I have a Coralife 36" AquaLight Fixture - 2 x 96W with Square Pin lights, 

I would like to convert it to take 2 x 96W with Straight Pin lights or four or more T5 HO Bulbs because the replacement bulbs are cheaper.
Has anyone done this? Is it even possible? I need a little help in being pointer in the right direction.


Where do u guys buy ur bulbs


----------



## matti2uude (Jan 10, 2009)

There are adapters I bought to use straight pin in my square pin fixture. I think they were about $20. I think I got them from Aquatraders.
Here is the link http://www.aquatraders.com/Pin-Converter-p/59010.htm


----------



## altcharacter (Jan 10, 2011)

The ballast for a t5ho would be anywhere from 30-60 depending on where you go and the endcaps are a few bucks each...but it is possible.

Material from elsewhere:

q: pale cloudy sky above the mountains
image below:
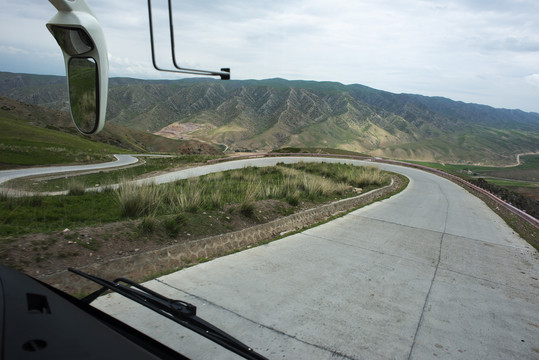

It mightt just be easier to keep your eye out for a used t5


----------



## tom g (Jul 8, 2009)

*bulbs*

so which of these bulbs is expensive the 4 straight pins or the 4 square pins 
i have a light fix that is missing one bulb it is a 4 straight pin type .


----------



## Dman (May 1, 2012)

Ai has a very good price on compact floresents


----------



## century (Mar 23, 2011)

matti2uude said:


> There are adapters I bought to use straight pin in my square pin fixture. I think they were about $20. I think I got them from Aquatraders.
> Here is the link http://www.aquatraders.com/Pin-Converter-p/59010.htm


hey thanks i think i might order this .

what is AI


----------



## DaFishMan (Dec 19, 2006)

aqua inspiration.

Will a square to straight pin conversion allow to find cheaper bulbs here ? What would they cost ?


----------